#05 - Potatoes
"It's called aloo mutter," Caroline explains as the manservant ladles something thick, lumpy and yellow-brown into their bowls.
"Hello mother?" Linette pokes dubiously at hers. The sauce is too heavy to make sense of whatever's swimming in it, but it smells all right. Sweet, almost.
Matthew snickers into his wineglass, earning a conspiratorial smirk from Lynn and a cool glance from his mother. By the time he sets the glass down, there's nothing but polite interest on his face. "It's curried potatoes and peas," he explains. "Mother's partial to it."
"What, like Chinee food?" Linette almost drops her fork at the thought. If she eats that shit, won't she turn yellow as a Chinaman?

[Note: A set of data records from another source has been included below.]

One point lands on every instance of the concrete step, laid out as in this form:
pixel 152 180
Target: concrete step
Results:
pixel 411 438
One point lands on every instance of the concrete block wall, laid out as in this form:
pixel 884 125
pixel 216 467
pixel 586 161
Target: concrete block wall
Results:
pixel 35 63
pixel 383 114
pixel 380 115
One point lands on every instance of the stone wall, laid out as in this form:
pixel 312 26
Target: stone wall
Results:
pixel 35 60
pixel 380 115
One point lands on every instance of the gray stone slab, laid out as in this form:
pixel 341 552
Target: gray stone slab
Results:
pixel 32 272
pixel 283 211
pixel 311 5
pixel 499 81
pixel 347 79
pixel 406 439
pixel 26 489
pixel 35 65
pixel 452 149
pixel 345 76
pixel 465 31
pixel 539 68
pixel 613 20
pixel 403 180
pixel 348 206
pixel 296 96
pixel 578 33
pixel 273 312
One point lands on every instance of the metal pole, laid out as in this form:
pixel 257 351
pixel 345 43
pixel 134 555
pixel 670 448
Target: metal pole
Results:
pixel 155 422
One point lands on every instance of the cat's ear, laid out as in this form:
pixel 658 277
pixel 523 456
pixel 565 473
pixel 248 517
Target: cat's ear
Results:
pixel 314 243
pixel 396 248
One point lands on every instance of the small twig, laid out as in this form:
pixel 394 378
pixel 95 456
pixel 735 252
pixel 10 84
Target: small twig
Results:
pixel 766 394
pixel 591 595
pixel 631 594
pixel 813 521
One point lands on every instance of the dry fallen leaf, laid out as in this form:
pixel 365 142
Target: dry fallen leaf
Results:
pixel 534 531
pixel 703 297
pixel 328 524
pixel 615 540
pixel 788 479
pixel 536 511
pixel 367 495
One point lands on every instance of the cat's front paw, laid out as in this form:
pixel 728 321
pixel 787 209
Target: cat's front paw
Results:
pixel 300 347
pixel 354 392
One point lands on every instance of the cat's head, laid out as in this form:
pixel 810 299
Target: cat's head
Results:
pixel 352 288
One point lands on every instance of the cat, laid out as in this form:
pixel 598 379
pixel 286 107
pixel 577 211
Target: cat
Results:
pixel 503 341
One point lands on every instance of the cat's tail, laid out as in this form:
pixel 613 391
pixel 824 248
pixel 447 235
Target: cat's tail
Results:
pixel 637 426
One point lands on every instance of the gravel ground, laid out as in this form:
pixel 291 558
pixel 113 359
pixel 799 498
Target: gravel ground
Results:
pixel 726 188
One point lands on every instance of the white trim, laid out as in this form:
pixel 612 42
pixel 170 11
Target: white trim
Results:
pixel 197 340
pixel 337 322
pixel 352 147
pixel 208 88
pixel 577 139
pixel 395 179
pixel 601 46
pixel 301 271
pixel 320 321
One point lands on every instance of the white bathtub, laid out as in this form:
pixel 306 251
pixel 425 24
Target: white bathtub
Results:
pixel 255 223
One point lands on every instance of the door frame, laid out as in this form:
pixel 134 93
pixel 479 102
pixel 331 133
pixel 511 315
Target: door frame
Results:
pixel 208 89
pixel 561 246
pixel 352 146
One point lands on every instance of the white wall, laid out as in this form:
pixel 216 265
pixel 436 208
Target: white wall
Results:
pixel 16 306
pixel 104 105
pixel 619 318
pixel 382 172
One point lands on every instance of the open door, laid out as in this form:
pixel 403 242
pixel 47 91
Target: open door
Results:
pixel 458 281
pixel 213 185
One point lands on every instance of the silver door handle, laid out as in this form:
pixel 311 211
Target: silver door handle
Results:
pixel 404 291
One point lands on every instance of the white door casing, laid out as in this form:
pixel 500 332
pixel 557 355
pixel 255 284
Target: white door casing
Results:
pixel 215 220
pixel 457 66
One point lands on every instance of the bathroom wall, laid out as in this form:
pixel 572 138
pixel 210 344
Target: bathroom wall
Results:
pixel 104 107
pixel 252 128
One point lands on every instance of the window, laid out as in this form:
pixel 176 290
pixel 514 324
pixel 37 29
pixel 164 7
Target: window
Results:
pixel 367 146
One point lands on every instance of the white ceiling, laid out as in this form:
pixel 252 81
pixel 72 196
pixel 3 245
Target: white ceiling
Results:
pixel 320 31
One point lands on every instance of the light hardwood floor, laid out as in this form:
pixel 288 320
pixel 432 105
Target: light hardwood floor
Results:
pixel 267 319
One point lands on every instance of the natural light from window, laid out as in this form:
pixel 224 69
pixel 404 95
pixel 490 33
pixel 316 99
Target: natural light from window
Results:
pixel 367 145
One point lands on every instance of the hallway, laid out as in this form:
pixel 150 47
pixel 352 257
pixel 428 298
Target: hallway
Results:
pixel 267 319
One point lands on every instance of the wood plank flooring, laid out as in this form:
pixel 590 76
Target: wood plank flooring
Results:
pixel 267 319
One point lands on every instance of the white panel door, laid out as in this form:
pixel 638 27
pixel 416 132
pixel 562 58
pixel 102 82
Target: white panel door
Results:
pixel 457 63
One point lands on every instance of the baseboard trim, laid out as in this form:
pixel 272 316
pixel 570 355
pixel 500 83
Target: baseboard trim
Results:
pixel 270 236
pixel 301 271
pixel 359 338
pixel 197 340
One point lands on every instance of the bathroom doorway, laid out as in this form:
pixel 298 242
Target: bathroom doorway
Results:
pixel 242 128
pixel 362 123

"No," Tobias has none of his brother's good humor. Linette thinks he must have lost the ability to smile in a game of darts. "It's from the Indian colonies."
"My mother used to make it," Caroline spoons the curry over a scoop of rice, innocuous as cream. "Meat isn't wasn't always readily available in her village. The women learned to make do with vegetables and spices. I've always been impressed with the transformative power of a good curry over plain rice."
The boys murmur appreciatively, but Lynn has gone cold. The edges of her spoon dig into her clenched fingers, and she dares not look up from her plate, dares not look at Caroline. She's not stupid (not hopelessly stupid, anyway), and she's learned her new found genealogy by heart: the Kahn most commonly hail from Asia and India, with only a small percentage descended from the Sumatran and Siberian stock. She'd just thought...what? What had she thought? She's spent hours and hours studying her kuasha, her perfect poise, faultless manners and devastating grace. She's wondered about the odd contrast of honey-dark skin and amber-gold hair a hundred times, but not once has she realized the obvious: they share a tribe, not a subspecies.
And she's just been unforgivably rude.
The suppertime silence is broken only by the soft clink of silver on china. Linette lines her mouth with a spoonful of rice and digs up a bite of curry. She's not sure what she expects of it, but the spicy/sweet tang catches her off guard. Hastily, she helps herself to another mouthful, smushing a savory potato morsel against the roof of her mouth.
"S'good."
Linette wonders if all Bengals look so self-satisfied when they smile, or if it's a Caroline thing.
#03 - Soft
The jar turns up on her nightstand, unannounced and without so much as a note. It is short, squat, green glass with a hinged bronze lid and little bronze feet. The contents are as much a mystery, whorls of white with the consistency of whipped butter. She recognizes the scent before she comprehends its purpose: tuberose and honey, the very signature left on everything Caroline touches.
She runs her thumbs over her knuckles, knowing them for a lost cause.
When she takes her place at the table that night, she unfolds her napkin with rough hands and pale, perfumed wrists.